Case Studies | March 1, 2021 | By:

Communities in Australia face unprecedented heat, drought and bushfire weather conditions, according to Steve Christou, mayor of Cumberland, a suburb of Sydney. The goal of the research behind this prototype UV Smart Cool Playground is to create safe spaces for children and their families to play. Photos: Western Sydney University.

Western Sydney University heat research has guided the refurbishment
of a playground in the Sydney, Australia, suburb of Cumberland, resulting
in a first-of-its-kind UV Smart Cool Playground.

The project brought together government, industry and research partners, including shade solutions manufacturer Alfresco Shade of Riverstone, Australia, and fabric supplier GALE Pacific, to address climate change and associated hotter summer temperatures in western Sydney, according to a university press release.

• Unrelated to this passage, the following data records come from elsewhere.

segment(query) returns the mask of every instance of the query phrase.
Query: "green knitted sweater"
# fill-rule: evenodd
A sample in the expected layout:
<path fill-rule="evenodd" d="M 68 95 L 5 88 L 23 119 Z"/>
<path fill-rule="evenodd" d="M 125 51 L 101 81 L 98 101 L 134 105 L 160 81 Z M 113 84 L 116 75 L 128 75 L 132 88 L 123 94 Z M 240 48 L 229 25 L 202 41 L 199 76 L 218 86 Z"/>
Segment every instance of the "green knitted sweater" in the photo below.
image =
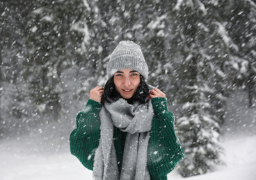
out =
<path fill-rule="evenodd" d="M 152 180 L 167 180 L 167 174 L 184 158 L 185 154 L 175 134 L 175 117 L 167 109 L 166 99 L 154 98 L 152 103 L 154 116 L 147 149 L 147 166 Z M 93 170 L 95 152 L 100 137 L 99 114 L 101 107 L 99 102 L 88 100 L 84 110 L 77 115 L 77 128 L 70 137 L 71 153 L 91 170 Z M 125 136 L 126 132 L 115 127 L 113 141 L 120 171 Z"/>

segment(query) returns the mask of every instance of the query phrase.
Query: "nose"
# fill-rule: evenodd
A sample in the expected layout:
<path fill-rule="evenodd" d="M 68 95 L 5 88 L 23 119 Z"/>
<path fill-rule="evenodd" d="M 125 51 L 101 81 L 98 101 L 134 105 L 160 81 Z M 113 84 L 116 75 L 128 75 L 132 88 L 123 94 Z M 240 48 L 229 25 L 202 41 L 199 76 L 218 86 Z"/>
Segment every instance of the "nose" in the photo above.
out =
<path fill-rule="evenodd" d="M 129 78 L 126 78 L 124 81 L 125 87 L 128 87 L 130 84 L 131 84 L 130 79 Z"/>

“The UV Smart Cool Playground project has delivered Australia’s first prototype playground to address increasing temperatures which are leaving our playgrounds unplayable,” said Dr. Sebastian Pfautsch of the university’s School of Social Sciences.

“We’ve found communities in western Sydney experience extreme heat more frequently than previously known, with temperatures of play equipment hitting nearly 80 degrees Celsius [176 degrees Fahrenheit],” he added. “Heat-smart playgrounds can provide a safe and enjoyable place; they can be used longer in summer and act as a cool refuge for the community. The adaption of existing playgrounds is an important way to reduce urban heat loads.”

According to Pfautsch, unshaded rubber found in many playgrounds across Australia can reach nearly 100 degrees Celsius (212 degrees Fahrenheit) on a warm day. By implementing cooling strategies, including the installation of shade sails, temperatures can be reduced by half.

The playground demonstrates how heat-smart design choices and cooling strategies can be implemented in existing playgrounds. The project was supported through grants funded by the New South Wales Government.